The reading of the Passion shows us just how shallow was the triumph of Palm Sunday. Within days the Jesus they welcomed would be the Jesus they rejected. Within days the King they welcomed would be crowned with thorns, draped in a purple army cloak, his scepter and empty reed. April Fool. Jesus would be mocked, ridiculed and shamed. Those He treated as friends, companions would deny, betray and abandon Him. Years later, reflecting on all these events, St. Paul would write, ‘it’s the foolish things God has chosen to confound the wise, the weak things God has chosen to confound the powerful.’ It is through the foolishness, this weakness, this humiliation of Jesus we have come to the wisdom of God, the power of God and the glory of God.

As we begin this Holy Week St. Paul encourages us to ‘have this mind in you which was also in Christ Jesus Who was obedient even to death on the cross.’ Have this mind in you which was also in Christ Jesus, Who was fool enough to say to the Father, ‘not my will but Your’s be done.’ Have this mind in you which was also in Christ Jesus Who was fool enough to trust His Father no matter how desperate things became, no matter how cruelly friends deserted Him, no matter how abandoned He felt, even on the cross.

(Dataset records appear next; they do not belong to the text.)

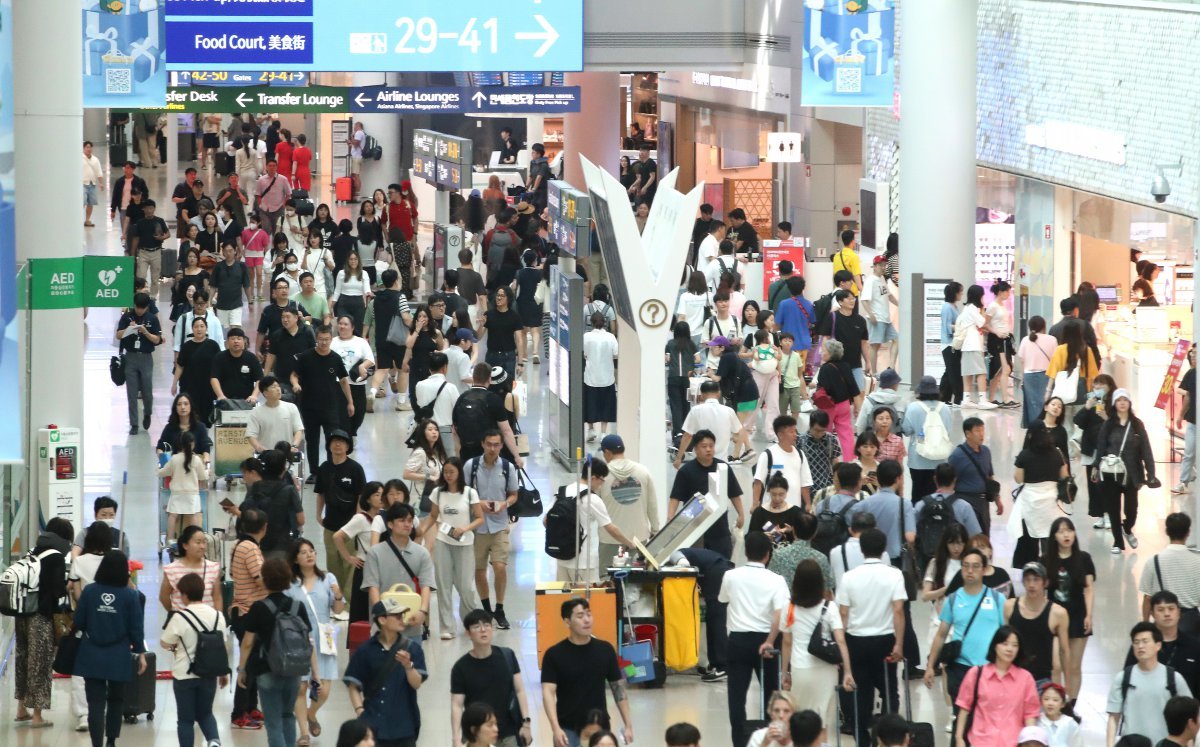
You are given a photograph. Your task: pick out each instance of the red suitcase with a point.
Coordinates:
(358, 634)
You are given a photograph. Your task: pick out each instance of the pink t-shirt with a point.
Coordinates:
(256, 241)
(1036, 354)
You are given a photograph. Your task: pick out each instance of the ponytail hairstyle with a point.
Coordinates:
(187, 442)
(1037, 324)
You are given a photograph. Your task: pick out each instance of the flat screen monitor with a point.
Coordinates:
(685, 527)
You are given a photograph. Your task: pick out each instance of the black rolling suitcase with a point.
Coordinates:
(139, 693)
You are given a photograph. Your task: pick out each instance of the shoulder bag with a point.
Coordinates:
(822, 643)
(1114, 464)
(953, 649)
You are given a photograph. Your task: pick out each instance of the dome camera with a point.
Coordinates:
(1161, 189)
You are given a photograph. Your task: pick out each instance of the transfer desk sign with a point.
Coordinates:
(375, 35)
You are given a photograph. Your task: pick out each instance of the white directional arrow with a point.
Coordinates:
(549, 35)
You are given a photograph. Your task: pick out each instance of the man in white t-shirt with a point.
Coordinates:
(459, 370)
(593, 518)
(787, 459)
(442, 392)
(711, 414)
(599, 377)
(274, 420)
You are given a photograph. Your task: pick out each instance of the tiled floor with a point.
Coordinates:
(109, 452)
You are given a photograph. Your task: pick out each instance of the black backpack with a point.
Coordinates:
(935, 515)
(471, 417)
(562, 542)
(425, 412)
(210, 658)
(833, 530)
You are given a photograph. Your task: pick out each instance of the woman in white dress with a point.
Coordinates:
(318, 591)
(455, 512)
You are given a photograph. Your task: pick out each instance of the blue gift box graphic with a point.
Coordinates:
(833, 30)
(133, 33)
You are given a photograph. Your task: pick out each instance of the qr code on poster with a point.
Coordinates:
(119, 81)
(849, 81)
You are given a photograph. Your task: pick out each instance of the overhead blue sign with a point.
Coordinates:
(239, 79)
(239, 7)
(531, 100)
(363, 36)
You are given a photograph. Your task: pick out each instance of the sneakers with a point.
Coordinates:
(502, 622)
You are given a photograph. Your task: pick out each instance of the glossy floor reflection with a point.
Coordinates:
(109, 453)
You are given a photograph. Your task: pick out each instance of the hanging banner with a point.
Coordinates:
(124, 66)
(849, 53)
(1173, 372)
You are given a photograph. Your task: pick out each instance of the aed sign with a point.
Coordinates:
(73, 282)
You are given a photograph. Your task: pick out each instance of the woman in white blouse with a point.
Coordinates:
(969, 329)
(424, 466)
(352, 291)
(358, 532)
(455, 512)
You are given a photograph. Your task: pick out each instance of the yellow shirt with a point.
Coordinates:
(847, 260)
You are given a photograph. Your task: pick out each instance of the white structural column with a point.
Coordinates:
(937, 150)
(48, 131)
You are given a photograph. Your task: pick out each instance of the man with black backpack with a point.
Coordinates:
(1140, 692)
(940, 509)
(384, 675)
(477, 411)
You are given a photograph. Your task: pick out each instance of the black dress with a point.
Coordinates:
(196, 360)
(527, 286)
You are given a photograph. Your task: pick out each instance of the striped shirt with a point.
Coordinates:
(175, 571)
(1175, 569)
(246, 571)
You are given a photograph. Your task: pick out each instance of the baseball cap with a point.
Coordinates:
(612, 442)
(387, 607)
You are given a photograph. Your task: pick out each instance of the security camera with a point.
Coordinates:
(1161, 189)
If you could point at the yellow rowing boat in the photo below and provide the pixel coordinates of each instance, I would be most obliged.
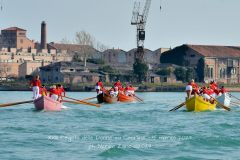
(198, 104)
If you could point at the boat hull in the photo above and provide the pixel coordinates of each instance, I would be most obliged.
(124, 98)
(224, 99)
(106, 98)
(197, 104)
(47, 104)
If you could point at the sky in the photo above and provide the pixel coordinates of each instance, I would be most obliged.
(203, 22)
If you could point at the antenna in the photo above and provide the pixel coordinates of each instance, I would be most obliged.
(1, 5)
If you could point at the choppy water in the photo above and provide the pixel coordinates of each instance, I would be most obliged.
(118, 131)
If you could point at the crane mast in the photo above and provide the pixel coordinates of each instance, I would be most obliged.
(140, 20)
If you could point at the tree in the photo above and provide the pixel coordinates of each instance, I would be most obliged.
(140, 69)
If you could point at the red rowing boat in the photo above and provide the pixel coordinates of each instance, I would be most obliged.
(47, 104)
(123, 98)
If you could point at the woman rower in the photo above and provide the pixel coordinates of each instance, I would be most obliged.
(54, 93)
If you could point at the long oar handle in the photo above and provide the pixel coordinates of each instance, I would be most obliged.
(234, 96)
(88, 98)
(84, 102)
(15, 103)
(139, 99)
(75, 102)
(221, 105)
(177, 107)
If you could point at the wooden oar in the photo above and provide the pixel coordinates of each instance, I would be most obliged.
(221, 105)
(15, 103)
(139, 99)
(233, 96)
(235, 103)
(177, 107)
(75, 102)
(84, 102)
(88, 98)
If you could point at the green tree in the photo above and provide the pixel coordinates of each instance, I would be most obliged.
(140, 69)
(164, 72)
(200, 69)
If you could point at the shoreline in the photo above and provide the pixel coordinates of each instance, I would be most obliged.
(138, 89)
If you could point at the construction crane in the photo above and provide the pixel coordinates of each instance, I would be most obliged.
(140, 20)
(1, 5)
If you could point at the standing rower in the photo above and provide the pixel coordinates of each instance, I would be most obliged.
(35, 84)
(42, 91)
(54, 93)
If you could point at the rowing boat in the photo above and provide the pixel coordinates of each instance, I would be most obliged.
(198, 104)
(106, 98)
(224, 99)
(46, 103)
(124, 98)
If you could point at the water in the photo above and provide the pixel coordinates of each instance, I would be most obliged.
(118, 131)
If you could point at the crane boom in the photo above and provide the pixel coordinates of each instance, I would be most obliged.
(146, 11)
(140, 20)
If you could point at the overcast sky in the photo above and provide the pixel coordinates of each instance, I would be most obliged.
(210, 22)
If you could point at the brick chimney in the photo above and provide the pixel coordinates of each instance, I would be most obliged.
(43, 35)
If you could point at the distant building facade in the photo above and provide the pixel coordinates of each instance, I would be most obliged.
(69, 73)
(15, 37)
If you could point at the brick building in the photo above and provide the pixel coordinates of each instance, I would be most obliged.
(15, 37)
(68, 72)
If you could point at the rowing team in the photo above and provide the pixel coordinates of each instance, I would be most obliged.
(56, 92)
(208, 93)
(117, 88)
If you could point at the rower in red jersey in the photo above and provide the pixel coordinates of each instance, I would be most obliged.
(54, 93)
(43, 90)
(61, 91)
(118, 84)
(35, 84)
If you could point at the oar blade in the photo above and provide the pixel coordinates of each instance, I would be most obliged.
(177, 107)
(15, 103)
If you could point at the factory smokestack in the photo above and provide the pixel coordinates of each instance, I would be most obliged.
(43, 35)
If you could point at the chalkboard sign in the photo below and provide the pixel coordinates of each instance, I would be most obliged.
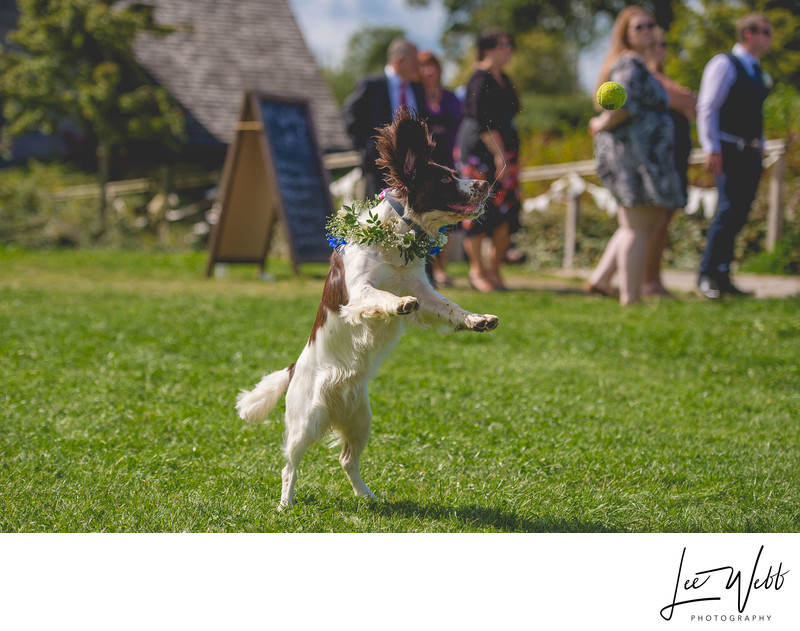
(302, 182)
(273, 174)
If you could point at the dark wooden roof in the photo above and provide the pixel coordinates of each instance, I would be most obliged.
(224, 47)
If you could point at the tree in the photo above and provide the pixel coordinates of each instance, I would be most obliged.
(73, 60)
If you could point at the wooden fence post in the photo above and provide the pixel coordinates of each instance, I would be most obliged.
(571, 229)
(775, 215)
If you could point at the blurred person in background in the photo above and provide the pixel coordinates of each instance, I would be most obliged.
(634, 153)
(488, 145)
(444, 118)
(730, 127)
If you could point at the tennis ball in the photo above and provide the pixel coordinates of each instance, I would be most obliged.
(611, 95)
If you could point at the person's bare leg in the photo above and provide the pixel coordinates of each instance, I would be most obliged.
(600, 280)
(652, 284)
(501, 240)
(638, 224)
(477, 270)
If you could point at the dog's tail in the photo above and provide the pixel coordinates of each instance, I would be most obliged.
(255, 405)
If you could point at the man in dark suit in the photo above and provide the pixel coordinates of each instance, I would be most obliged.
(730, 130)
(375, 99)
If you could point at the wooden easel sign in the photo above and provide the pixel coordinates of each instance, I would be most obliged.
(273, 173)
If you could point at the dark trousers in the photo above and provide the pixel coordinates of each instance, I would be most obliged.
(737, 186)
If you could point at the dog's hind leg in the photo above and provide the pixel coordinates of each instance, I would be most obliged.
(301, 433)
(354, 437)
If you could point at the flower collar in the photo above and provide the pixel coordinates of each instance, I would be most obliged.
(345, 227)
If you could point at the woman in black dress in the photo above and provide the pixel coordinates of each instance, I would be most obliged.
(489, 146)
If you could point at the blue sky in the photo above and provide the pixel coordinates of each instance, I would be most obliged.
(328, 24)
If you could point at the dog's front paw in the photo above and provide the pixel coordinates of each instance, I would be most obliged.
(481, 323)
(406, 305)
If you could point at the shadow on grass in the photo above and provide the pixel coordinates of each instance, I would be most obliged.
(474, 517)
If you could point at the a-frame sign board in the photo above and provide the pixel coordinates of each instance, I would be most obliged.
(273, 173)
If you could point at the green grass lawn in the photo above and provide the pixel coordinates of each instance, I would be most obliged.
(119, 373)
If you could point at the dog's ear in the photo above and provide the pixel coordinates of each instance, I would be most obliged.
(404, 146)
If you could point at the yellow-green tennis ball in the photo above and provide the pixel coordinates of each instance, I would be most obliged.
(611, 95)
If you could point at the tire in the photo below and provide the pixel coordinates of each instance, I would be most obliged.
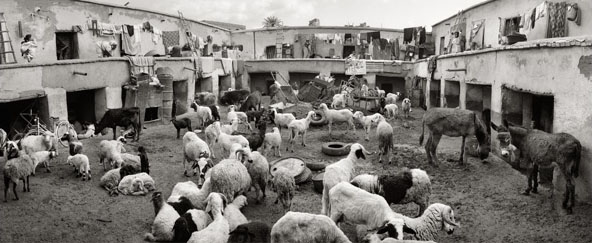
(335, 149)
(320, 121)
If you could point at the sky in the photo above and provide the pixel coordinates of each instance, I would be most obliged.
(396, 14)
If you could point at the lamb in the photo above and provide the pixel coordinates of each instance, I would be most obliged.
(230, 177)
(191, 221)
(233, 214)
(16, 169)
(366, 122)
(356, 206)
(343, 115)
(258, 169)
(406, 106)
(42, 157)
(111, 150)
(218, 230)
(273, 140)
(136, 184)
(299, 127)
(74, 146)
(384, 132)
(110, 180)
(162, 227)
(404, 187)
(295, 227)
(252, 232)
(81, 165)
(180, 124)
(284, 186)
(342, 170)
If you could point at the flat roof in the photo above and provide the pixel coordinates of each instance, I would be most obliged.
(464, 10)
(151, 11)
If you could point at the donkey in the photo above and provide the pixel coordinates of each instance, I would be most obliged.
(543, 150)
(453, 123)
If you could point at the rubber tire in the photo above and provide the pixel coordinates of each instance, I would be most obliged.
(320, 122)
(339, 151)
(315, 166)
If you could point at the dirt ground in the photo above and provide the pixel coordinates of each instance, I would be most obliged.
(485, 195)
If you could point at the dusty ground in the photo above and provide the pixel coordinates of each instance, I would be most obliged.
(485, 196)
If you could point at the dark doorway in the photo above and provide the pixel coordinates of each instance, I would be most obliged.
(66, 45)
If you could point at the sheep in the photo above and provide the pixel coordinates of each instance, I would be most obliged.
(162, 227)
(136, 184)
(81, 165)
(391, 110)
(273, 140)
(180, 124)
(42, 157)
(230, 177)
(194, 150)
(111, 151)
(283, 185)
(218, 230)
(233, 214)
(356, 206)
(404, 187)
(366, 122)
(191, 221)
(74, 146)
(282, 119)
(16, 169)
(299, 127)
(252, 232)
(197, 196)
(406, 106)
(343, 115)
(44, 142)
(342, 170)
(384, 132)
(110, 180)
(296, 227)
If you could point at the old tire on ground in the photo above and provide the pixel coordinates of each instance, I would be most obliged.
(319, 119)
(335, 149)
(315, 165)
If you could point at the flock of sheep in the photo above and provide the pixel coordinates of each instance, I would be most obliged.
(210, 211)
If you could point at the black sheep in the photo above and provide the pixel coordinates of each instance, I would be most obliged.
(181, 123)
(252, 232)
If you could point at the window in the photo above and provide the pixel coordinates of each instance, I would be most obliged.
(66, 45)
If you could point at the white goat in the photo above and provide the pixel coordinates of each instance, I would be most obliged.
(343, 115)
(299, 127)
(342, 170)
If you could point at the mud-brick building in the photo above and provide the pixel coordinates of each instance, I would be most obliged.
(68, 77)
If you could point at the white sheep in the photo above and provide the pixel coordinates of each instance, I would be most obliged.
(111, 150)
(305, 227)
(233, 214)
(404, 187)
(42, 157)
(342, 170)
(384, 133)
(299, 127)
(162, 226)
(218, 230)
(366, 122)
(343, 115)
(356, 206)
(391, 110)
(258, 169)
(406, 107)
(273, 140)
(81, 165)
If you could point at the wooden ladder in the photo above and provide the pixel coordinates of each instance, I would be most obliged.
(5, 38)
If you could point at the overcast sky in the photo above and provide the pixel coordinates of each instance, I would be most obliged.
(396, 14)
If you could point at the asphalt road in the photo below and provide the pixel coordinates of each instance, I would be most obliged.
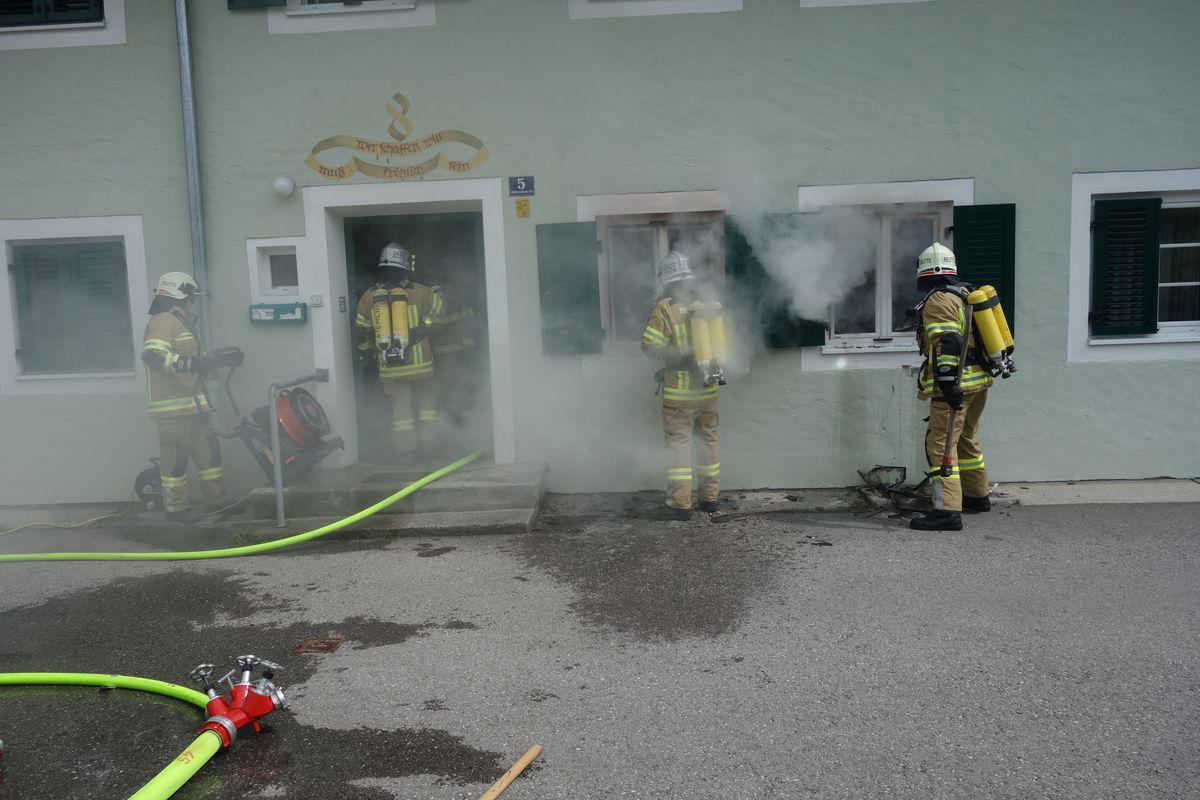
(1047, 651)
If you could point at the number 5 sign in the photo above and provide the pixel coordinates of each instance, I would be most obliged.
(521, 185)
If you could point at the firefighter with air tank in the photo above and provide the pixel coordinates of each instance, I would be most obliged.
(687, 332)
(394, 319)
(966, 341)
(177, 398)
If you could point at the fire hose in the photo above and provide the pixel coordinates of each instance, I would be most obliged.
(247, 549)
(249, 702)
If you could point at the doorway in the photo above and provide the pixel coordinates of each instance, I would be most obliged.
(448, 251)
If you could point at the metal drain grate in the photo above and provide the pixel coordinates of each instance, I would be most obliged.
(319, 644)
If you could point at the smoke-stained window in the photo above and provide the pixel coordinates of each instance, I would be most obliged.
(630, 248)
(72, 307)
(15, 13)
(887, 242)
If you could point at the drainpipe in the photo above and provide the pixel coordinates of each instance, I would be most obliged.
(191, 156)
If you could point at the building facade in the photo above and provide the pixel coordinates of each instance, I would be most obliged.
(539, 156)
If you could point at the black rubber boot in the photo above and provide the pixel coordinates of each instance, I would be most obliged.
(937, 521)
(976, 505)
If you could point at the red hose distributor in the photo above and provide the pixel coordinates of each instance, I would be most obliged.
(249, 701)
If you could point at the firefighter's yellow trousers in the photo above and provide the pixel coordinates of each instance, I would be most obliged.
(179, 439)
(969, 475)
(414, 411)
(681, 423)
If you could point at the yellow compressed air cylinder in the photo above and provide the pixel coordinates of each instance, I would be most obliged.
(381, 318)
(997, 311)
(400, 313)
(985, 324)
(701, 340)
(717, 334)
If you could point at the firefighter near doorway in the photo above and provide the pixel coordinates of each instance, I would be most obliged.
(395, 318)
(965, 337)
(687, 332)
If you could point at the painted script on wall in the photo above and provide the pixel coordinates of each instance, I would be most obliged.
(401, 148)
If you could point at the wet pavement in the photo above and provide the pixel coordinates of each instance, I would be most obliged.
(1047, 651)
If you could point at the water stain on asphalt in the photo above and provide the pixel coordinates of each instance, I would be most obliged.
(657, 581)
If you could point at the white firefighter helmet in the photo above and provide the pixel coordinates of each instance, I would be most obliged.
(396, 254)
(937, 259)
(675, 266)
(178, 286)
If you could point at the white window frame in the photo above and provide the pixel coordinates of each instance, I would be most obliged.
(610, 8)
(129, 229)
(886, 340)
(33, 37)
(857, 350)
(1173, 341)
(372, 14)
(826, 4)
(258, 260)
(588, 208)
(658, 224)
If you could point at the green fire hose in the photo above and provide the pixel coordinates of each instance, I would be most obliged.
(249, 549)
(184, 767)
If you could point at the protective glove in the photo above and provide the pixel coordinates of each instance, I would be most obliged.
(198, 365)
(953, 395)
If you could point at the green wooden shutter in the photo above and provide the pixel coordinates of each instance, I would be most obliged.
(1125, 266)
(72, 308)
(759, 292)
(21, 12)
(256, 4)
(985, 248)
(569, 283)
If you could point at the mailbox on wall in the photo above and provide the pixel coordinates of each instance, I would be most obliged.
(285, 312)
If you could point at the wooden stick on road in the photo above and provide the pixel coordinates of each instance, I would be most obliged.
(508, 777)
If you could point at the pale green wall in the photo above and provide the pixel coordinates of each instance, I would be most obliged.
(1017, 96)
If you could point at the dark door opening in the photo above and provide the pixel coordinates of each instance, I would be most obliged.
(449, 253)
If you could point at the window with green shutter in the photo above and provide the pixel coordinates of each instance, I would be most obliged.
(753, 288)
(1125, 266)
(72, 307)
(49, 12)
(569, 284)
(985, 251)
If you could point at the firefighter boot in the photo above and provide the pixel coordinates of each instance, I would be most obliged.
(976, 505)
(937, 519)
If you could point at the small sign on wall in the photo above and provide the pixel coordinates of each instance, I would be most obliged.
(287, 312)
(521, 185)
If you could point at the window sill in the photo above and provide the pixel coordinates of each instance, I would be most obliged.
(76, 376)
(29, 29)
(852, 347)
(1186, 335)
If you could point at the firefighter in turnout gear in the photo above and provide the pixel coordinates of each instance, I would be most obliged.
(685, 331)
(394, 319)
(955, 383)
(178, 400)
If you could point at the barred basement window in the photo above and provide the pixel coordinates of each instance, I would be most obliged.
(72, 307)
(49, 12)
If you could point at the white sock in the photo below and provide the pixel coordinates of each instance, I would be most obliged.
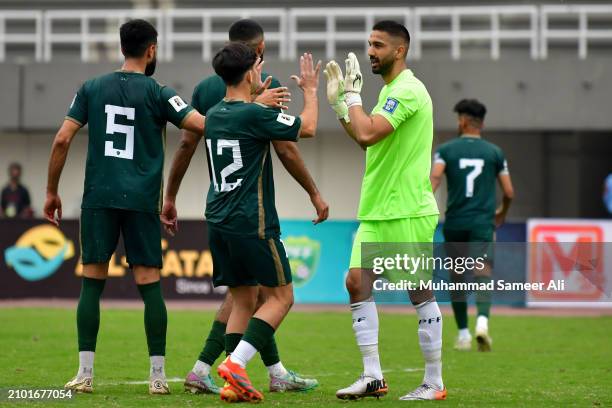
(464, 334)
(482, 322)
(86, 364)
(430, 340)
(243, 353)
(277, 370)
(365, 326)
(157, 367)
(201, 369)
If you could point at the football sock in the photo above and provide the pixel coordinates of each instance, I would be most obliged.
(88, 313)
(365, 326)
(430, 340)
(155, 317)
(201, 369)
(85, 364)
(483, 297)
(256, 336)
(231, 342)
(157, 367)
(277, 370)
(269, 353)
(214, 345)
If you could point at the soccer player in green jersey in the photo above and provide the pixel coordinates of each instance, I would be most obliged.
(243, 226)
(127, 112)
(209, 92)
(472, 166)
(397, 203)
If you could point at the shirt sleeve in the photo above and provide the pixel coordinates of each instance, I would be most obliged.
(269, 124)
(174, 109)
(502, 163)
(398, 106)
(77, 112)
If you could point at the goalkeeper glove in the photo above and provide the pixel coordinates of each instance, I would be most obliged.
(335, 90)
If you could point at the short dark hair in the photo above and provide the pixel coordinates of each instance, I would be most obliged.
(394, 29)
(136, 36)
(246, 31)
(471, 107)
(233, 61)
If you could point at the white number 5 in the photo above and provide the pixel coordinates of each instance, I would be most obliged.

Be foolish enough to hand our lives over to God, be foolish enough to try to live our lives as Jesus lived His, be foolish enough to love as He loved, forgive as He forgave – be foolish enough to see through the shame and emptiness of the values and life styles our times see as so important, so with it.

There are those who see us as fools, hood winked for being so naïve as to believe in God, believe in Jesus, believe in His resurrection – especially for believing in the church – how dumb can we be?

As we continue to celebrate this Mass on April Fools Day we can pray for ourselves and for each other that we be blessed with the mind of Christ and be foolish enough to hand our hopes and fears and all our lives over to God and in great trust in God’s love for us echo the words of Jesus -‘not my will but your will be done.’